In the last ten years, higher learning institutions have developed specific courses for data scientists. Those wishing to work in the industry can get a Bachelor’s or Master’s in Data Science from a large number of universities.
The courses that data scientists take typically cover statistical modelling, data management, data visualization, machine learning, software engineering, data ethics, research design, and user experience. They may learn SQL, Python, Perl, and a range of other programming languages such as R. They will become familiar with Hadoop, Pig, Spark, Hive, and MapReduce.
However, with more open-source software becoming available and more commercialized data science tools, what people learn today might soon become obsolete. Therefore, data scientists need to be agile and continue to learn new skills and techniques within the industry.

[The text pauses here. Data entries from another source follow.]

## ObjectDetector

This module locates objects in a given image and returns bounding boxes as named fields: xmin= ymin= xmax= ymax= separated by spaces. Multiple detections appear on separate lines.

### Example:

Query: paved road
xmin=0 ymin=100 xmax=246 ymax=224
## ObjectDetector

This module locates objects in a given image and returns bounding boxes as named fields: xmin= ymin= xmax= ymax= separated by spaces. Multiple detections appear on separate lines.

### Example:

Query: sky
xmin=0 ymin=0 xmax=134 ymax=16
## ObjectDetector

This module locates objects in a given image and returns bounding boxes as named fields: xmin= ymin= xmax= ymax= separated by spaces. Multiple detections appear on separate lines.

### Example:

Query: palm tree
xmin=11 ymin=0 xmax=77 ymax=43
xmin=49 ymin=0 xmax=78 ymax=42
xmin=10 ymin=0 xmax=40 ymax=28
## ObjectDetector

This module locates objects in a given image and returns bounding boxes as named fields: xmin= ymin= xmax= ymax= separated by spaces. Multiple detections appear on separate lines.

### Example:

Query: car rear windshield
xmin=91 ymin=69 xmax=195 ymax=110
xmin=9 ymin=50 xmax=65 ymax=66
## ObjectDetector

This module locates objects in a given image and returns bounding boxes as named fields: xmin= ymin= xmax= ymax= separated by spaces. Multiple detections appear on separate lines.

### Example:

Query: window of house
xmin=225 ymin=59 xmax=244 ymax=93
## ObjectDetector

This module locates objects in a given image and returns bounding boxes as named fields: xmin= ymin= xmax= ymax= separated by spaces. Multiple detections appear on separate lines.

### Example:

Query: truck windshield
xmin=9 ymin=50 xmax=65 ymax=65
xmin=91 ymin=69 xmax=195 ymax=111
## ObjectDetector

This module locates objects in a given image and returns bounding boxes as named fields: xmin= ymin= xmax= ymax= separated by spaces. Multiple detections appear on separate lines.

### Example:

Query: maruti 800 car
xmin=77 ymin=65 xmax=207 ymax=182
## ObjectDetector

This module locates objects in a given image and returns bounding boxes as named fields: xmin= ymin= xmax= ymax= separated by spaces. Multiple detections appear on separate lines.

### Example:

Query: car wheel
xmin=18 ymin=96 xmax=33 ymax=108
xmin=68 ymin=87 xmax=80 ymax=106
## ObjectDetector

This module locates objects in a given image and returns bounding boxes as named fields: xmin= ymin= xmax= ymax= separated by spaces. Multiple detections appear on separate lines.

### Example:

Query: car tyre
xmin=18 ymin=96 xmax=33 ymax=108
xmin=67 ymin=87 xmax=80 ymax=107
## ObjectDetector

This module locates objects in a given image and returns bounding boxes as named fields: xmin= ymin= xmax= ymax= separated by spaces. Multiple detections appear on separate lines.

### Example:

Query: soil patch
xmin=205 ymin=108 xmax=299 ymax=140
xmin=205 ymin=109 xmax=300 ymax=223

Data Scientists Need More than Just a Degree
An excellent data scientist should be curious, always seeking new information and new ways of thinking about business challenges. A strong sense of intuition and the habit of needing proof are also excellent traits for a data scientist to have. They need to be creative enough to find answers where there were none, continuously looking for insights and outcomes.
Data scientists also need a deep sense of domain business knowledge. Knowing data and programming is one thing, having the insight to create business strategy from these insights is another. They should be able to see risks and opportunities to the business, and be able to use data to provide strategies for business growth. It is one thing to know people buy more in a certain type of weather, but how can a business take advantage of this type of information? The role of the data scientist is to figure out and answer questions like this—that continuously push the business to new heights.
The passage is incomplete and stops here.